As MPs condemn GPs’ out-of-hours services, Skipper sighs and asks if government can manage the public sector efficiently. To be fair, he’s not talking about GPs, but he does cite on-going IT procurement problems at the NHS and his points remain: public sector culture makes people hard to manage and it lacks the clear success measure that is profit.
Late last year, I left my GP because his surgery was scruffy, his support staff surly and he was difficult to get hold of. Moving wasn’t easy because other local doctors make it difficult. I’d visit one day to be told they only accepted patients at 10am on Thursdays on a first-come-first-serve basis. A couple of weeks later this had changed. Meanwhile, the walk-in centre at our new community hospital is great, but limited by being nurse led… I hardly had to wait for them to patch up my animal bite, but getting to a GP took hours and a late evening journey to another hospital.

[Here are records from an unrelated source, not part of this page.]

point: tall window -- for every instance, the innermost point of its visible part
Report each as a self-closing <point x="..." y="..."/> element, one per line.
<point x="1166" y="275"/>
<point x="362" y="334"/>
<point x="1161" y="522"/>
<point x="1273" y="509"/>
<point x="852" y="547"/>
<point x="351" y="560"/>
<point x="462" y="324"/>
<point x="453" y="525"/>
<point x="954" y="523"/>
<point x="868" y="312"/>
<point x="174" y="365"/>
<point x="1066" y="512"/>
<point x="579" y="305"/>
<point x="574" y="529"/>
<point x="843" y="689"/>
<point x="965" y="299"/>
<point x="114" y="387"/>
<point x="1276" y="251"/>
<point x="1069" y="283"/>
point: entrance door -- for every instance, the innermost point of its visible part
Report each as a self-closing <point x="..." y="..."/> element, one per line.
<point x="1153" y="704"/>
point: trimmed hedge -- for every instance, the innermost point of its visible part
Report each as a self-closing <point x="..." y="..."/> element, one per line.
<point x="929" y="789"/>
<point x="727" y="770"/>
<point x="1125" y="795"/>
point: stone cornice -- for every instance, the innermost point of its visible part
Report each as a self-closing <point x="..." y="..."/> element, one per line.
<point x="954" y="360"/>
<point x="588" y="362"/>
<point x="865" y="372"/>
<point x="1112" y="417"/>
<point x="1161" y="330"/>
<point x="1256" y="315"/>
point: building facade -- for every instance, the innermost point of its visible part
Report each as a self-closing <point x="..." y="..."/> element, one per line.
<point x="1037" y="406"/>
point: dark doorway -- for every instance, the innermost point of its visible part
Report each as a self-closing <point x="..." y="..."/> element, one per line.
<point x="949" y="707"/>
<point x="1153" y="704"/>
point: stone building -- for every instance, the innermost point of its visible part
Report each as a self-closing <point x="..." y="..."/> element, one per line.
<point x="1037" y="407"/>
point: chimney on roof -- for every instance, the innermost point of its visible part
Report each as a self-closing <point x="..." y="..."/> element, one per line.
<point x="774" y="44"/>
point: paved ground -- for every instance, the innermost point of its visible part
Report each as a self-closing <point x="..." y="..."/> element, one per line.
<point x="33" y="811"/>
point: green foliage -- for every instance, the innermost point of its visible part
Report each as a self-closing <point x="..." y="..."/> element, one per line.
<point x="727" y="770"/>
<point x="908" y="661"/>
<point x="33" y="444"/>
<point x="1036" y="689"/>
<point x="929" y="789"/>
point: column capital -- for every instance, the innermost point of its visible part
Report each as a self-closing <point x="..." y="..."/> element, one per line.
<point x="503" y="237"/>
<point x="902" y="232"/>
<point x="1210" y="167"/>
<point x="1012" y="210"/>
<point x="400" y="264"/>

Yet, ironically GPs are located in the private, rather than the public sector. Most usually self-employed, they work for the NHS under contracts many feel too generous and it is at the negotiation of these contracts that things get tricky. The experience of the unambiguously public sector community hospital (efficient despite the absence of a profit motive) being let down by self-employed GPs fits well with all that I’ve read.
The private sector lets down the NHS because it operates outside of a free market. Free healthcare for all rightly removes the price mechanism by which doctors would otherwise regulate demand and leaves them free to supply a level of healthcare to suit themselves. My old GP clearly had no desire to compete for patients by improving his offer, choosing instead to keep his costs down.
The solution to improved frontline healthcare lies in making GPs NHS employees and housing them in small community hospitals operating on a walk-in basis… and in patient’s homes.